Learn the two different ways you can record reimbursable expenses in Kashoo.
Note: This article is for expenses that you are being reimbursed for by a client (customer). If you are looking to reimburse yourself or employees, please read this article Recording money the owners put into and take out of the business.
When working for a client, you may incur expenses that are "reimbursable" - that is, the client pays you back for them as part of the next invoice. These expenses have a couple differences from the usual expenses:
- For most purposes, they are actually expenses for your client, not your business
- They don't affect your income for tax purposes
There are two ways of recording these expenses in Kashoo.
The "Right" Way
Because the reimbursable expenses are basically a short-term loan from you to your client, you may want to show them this way on the Balance Sheet; this is probably the most "correct" way to record them in terms of getting appropriate reports.
1. Create a Reimbursable Expenses Account
Go to Accounts and create a Other Current Asset type account called Reimbursable Expenses Receivable
2. Use the Reimbursable Expense account when entering Expenses
When recording the reimbursable expenses paid, use this account instead of an expense type account (this increases the loan balance).
Note: If you like, you can put the name of the client in the memo or description field so that you can search for it later if need be. Alternatively, you can set up a separate reimbursable expense account for each client, if you're looking to track expenses on a per client basis.
3. Use the Reimbursable Expenses account when creating Invoices
When you create the invoice for the customer, enter a line item for each reimbursable expense and use this same account again (reducing it back towards zero)
The result is that the reimbursable expenses show up on the Balance Sheet only between the time you incur the expense and when you invoice the client for it, which keeps the books squeaky clean.

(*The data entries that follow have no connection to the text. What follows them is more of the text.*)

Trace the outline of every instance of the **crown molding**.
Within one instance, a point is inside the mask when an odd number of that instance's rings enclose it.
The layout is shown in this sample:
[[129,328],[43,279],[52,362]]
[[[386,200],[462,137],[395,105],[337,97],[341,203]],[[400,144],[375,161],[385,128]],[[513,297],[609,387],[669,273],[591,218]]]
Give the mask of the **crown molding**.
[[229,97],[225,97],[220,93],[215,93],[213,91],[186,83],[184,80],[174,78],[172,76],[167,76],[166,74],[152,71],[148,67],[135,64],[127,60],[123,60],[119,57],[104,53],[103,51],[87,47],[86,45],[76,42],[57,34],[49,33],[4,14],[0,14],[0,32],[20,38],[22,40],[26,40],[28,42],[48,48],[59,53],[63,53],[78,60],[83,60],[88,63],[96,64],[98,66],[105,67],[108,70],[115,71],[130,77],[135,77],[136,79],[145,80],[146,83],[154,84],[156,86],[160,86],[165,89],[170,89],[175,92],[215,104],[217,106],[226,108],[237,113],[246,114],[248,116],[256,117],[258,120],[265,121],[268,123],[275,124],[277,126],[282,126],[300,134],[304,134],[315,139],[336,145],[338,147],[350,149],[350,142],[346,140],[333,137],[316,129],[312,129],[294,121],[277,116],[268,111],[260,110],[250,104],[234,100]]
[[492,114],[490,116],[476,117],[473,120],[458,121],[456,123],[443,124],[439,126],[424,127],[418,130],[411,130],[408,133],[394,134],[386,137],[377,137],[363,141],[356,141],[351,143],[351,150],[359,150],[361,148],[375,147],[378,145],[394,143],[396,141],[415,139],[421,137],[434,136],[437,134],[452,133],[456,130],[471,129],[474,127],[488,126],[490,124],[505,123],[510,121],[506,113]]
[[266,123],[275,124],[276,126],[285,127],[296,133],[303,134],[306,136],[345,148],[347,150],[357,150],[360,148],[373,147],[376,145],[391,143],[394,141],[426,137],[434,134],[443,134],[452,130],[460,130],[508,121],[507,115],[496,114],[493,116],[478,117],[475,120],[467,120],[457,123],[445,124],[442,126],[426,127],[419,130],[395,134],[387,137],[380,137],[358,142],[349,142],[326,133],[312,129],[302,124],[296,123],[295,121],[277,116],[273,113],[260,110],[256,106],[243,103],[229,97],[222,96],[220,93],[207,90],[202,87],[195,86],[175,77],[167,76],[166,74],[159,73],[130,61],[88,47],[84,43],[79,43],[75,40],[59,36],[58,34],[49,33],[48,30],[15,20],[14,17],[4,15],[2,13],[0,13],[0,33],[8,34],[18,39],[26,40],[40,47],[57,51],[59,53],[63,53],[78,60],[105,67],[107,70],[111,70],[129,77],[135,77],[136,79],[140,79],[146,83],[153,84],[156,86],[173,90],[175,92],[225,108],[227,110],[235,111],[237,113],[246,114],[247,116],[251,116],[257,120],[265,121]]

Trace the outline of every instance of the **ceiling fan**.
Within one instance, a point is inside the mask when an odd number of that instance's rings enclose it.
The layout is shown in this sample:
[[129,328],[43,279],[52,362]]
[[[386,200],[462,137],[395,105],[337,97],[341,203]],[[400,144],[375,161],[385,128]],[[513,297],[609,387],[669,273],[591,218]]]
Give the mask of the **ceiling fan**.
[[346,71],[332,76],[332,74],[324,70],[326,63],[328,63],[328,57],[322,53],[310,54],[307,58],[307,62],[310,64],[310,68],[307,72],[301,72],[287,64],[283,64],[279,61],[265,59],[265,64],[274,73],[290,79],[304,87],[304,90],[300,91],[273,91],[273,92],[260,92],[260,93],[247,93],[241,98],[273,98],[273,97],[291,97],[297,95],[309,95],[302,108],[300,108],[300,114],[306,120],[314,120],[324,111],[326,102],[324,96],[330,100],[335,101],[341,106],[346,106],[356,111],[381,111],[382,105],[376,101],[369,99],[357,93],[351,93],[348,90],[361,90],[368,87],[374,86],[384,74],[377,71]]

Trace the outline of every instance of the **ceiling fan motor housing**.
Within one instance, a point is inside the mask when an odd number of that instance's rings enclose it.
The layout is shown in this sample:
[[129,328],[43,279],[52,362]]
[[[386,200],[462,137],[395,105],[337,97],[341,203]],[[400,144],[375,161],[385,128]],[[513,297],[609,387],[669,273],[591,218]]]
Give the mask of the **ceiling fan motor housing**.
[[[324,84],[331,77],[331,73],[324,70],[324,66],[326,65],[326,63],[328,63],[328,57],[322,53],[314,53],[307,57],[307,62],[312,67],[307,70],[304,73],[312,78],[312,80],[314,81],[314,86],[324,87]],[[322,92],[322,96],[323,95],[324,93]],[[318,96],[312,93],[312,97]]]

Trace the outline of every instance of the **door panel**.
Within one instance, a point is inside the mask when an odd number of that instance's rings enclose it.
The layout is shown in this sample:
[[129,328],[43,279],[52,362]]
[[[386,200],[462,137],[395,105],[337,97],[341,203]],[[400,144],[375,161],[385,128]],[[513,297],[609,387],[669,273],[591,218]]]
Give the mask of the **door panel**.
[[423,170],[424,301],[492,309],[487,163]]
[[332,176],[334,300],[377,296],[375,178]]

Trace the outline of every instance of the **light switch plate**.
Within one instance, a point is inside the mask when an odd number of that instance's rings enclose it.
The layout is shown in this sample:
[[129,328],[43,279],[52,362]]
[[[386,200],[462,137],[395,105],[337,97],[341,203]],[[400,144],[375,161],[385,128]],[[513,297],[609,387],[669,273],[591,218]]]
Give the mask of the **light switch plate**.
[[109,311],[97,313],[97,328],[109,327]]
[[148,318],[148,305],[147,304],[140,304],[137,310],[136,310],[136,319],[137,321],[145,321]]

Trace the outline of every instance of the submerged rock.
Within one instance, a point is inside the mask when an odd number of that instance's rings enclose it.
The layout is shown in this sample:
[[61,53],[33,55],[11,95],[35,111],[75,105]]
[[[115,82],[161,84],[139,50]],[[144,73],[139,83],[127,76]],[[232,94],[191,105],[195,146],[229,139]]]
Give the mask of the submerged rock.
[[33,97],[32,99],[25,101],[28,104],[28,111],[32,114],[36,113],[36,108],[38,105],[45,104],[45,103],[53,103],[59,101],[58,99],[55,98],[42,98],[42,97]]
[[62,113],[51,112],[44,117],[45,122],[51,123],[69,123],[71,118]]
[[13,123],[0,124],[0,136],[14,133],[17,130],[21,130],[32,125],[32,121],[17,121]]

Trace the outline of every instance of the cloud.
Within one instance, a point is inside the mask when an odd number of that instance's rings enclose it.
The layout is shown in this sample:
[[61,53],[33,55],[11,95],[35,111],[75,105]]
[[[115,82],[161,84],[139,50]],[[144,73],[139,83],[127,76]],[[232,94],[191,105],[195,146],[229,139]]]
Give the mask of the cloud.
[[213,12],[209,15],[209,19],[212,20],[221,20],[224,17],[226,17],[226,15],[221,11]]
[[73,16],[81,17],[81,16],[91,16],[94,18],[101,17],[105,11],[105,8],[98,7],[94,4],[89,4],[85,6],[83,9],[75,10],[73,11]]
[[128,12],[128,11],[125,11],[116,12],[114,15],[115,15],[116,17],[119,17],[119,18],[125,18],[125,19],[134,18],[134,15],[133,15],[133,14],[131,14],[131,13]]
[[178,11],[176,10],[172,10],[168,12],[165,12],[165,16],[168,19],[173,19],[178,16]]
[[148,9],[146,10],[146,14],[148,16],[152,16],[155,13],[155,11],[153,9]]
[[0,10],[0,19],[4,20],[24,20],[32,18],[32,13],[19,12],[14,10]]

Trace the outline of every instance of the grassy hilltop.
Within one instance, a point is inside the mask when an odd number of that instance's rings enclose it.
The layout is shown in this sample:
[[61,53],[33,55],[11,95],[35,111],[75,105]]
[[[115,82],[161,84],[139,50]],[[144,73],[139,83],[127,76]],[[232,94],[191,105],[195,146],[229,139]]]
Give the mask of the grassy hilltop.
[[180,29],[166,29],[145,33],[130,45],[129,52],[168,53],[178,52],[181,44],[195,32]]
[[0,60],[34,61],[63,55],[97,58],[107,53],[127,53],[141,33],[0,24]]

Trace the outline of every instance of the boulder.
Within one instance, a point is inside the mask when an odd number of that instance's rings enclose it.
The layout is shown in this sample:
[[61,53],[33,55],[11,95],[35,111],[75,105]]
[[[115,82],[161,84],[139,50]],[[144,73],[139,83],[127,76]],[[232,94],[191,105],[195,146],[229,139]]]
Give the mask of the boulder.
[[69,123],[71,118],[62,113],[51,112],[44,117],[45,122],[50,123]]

Note: In order to keep your Reimbursable Expenses Receivable account in balance, you need to charge the customer the exact same amount as you paid. If you are adding an extra charge on top of the reimbursable expense, add this charge as another line item and use an income account (don't use your Reimbursable Expense Receivable account).
The "Easy" Way
Another common method is to simply record the expenses as your expenses, and the reimbursement as income. When you file your taxes the income and expenses cancel out, so if you are primarily doing accounting for income tax purposes this is a perfectly reasonable method. This also preserves your expense breakdown by category, in case you want to see where you are spending your and your clients' money.

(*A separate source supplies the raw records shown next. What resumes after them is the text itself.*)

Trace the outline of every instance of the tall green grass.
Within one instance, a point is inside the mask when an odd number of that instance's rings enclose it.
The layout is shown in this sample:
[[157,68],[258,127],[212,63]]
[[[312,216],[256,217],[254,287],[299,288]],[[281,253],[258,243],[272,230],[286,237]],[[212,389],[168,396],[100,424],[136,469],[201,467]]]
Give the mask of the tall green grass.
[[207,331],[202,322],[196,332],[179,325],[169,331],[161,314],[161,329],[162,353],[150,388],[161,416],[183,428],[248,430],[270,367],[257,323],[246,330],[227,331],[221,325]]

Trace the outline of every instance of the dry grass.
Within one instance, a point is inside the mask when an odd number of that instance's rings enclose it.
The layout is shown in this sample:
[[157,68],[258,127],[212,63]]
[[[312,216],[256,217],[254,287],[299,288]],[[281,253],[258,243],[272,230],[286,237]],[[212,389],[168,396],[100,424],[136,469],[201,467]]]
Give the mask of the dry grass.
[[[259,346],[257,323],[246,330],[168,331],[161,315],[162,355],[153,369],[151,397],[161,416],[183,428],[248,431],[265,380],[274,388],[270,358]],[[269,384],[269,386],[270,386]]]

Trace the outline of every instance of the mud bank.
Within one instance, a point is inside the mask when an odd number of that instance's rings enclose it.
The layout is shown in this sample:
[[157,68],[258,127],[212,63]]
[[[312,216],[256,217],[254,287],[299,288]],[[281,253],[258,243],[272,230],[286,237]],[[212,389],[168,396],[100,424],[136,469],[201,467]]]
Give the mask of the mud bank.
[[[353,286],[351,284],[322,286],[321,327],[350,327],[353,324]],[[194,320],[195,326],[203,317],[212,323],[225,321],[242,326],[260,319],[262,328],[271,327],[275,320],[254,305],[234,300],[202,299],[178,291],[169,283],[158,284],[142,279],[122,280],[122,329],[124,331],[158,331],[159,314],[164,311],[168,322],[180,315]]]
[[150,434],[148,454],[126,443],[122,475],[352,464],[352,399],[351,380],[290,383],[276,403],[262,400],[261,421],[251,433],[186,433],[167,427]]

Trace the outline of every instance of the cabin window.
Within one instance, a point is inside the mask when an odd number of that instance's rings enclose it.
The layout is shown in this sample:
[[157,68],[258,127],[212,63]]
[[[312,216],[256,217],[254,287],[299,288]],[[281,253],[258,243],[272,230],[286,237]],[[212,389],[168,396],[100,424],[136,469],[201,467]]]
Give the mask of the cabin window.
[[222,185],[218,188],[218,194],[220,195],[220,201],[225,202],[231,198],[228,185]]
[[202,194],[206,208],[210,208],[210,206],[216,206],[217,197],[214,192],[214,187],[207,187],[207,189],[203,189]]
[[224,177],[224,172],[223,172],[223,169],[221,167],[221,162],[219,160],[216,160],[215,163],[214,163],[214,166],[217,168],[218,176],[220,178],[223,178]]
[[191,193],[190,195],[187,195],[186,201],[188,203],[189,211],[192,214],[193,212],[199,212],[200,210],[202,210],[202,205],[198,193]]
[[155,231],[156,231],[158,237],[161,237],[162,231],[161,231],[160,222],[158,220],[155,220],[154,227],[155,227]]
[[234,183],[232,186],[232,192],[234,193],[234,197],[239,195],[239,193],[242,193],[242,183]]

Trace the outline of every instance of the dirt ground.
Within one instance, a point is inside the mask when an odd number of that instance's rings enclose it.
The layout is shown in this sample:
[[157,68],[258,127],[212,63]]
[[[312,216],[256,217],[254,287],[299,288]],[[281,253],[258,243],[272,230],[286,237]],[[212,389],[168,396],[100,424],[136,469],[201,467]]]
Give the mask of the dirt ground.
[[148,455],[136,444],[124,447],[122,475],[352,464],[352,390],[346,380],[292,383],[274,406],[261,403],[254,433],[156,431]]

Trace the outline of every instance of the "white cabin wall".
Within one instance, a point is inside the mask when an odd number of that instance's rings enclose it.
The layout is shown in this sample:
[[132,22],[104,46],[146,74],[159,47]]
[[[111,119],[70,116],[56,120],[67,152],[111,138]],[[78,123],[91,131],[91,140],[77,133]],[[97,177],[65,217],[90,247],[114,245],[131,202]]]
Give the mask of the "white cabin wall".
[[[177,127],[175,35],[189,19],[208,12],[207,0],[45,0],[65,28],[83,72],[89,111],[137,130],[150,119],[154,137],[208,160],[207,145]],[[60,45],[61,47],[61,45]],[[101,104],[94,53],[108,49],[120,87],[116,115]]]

1. Create a Reimbursed Expenses Income Account
Create an income account called Reimbursed Expenses.
2. Create new Expense Accounts for partly tax deductible expenses
Be sure to create a new expense account for any expense categories that are only partly tax deductible, like Meals and Entertainment; for example, create a fully tax deductible account called Meals and Entertainment - Reimbursable.
3. Record your reimbursable expenses
Record any reimbursable expenses using your usual expense accounts, using the fully tax deductible version where applicable.
Note: If you like, you can put the name of the client in the memo or description field so that you can search for it later if need be.
4. Use the Reimbursable Expenses account when creating Invoices
When you create the client's invoice, add a line item for each reimbursable expense and use the Reimbursed Expenses income account.
Since the final result, for tax purposes, is the same between the "right way" and the "easy way", you can choose the one that seems the best to you.
Note: If you are adding an extra charge on top of the reimbursable expense, unlike the "right way", you do not need to add an extra line item for the charge. You can record all the income to the "Reimbursable Expenses" income account.
When your client reimburses you for mileage, the situation is slightly different because the reimbursement doesn't correspond with any particular expense you have already paid; it's an abstraction for the ongoing expenses associated with owning and operating your vehicle. In this case record the reimbursement as income.
1. Create a Reimbursed Mileage Income Account
Create a new income account Reimbursed Mileage.
2. Use the Reimbursed Mileage account when invoicing clients
Use this account when invoicing your client for mileage - the quantity is the number of miles or kilometers, and the price is the rate your client pays.